A limitation of the methylation classifier is that it has an error rate of 1% and it is limited in distinguishing many grades II–III lesions, underlying the importance of the integrated diagnosis workflow that considers all pathological data [12]. The classifier determines MGMT status by a cutoff that maximizes the sum of the sensitivity and specificity, but there is emerging evidence of a more optimal clinically relevant cutoff that is significantly lower [14, 26]. Methylation turnaround times are variable depending on the institutional frequency of use but most are completed within 30 days and this time is decreasing with its expanding use.

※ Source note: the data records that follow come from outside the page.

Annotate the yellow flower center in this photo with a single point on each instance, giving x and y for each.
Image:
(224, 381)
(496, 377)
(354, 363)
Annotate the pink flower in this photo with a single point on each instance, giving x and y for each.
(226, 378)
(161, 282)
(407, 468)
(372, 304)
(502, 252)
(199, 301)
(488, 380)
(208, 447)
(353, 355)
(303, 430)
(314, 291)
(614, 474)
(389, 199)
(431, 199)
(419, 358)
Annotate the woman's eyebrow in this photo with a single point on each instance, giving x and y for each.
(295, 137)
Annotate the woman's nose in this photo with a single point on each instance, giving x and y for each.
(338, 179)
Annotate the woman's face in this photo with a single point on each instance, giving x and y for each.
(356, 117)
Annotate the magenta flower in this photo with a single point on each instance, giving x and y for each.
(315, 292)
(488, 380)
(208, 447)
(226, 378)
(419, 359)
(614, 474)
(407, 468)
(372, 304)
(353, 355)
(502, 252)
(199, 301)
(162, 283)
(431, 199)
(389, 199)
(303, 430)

The median turnaround time of 25 days in our cohort is consistent with times seen by others [16].

Conclusions

Overall, this work substantiates the value of DNA methylation profiling for diagnostically challenging CNS tumor cases by demonstrating that a substantial proportion receives changes to their diagnosis and treatment decisions after profiling. It is an example of how new technology can be rapidly integrated into practice and adopted clinically to improve patient outcomes. This technology avoids unnecessary treatment and testing related to misdiagnosis in challenging cases of CNS tumors in addition to reducing overall costs associated with individual molecular testing. Widespread adoption of genome-wide DNA methylation profiling as a diagnostic platform is important in order to keep delivery of care nimble and cutting-edge, allowing us to offer the best care to our patients.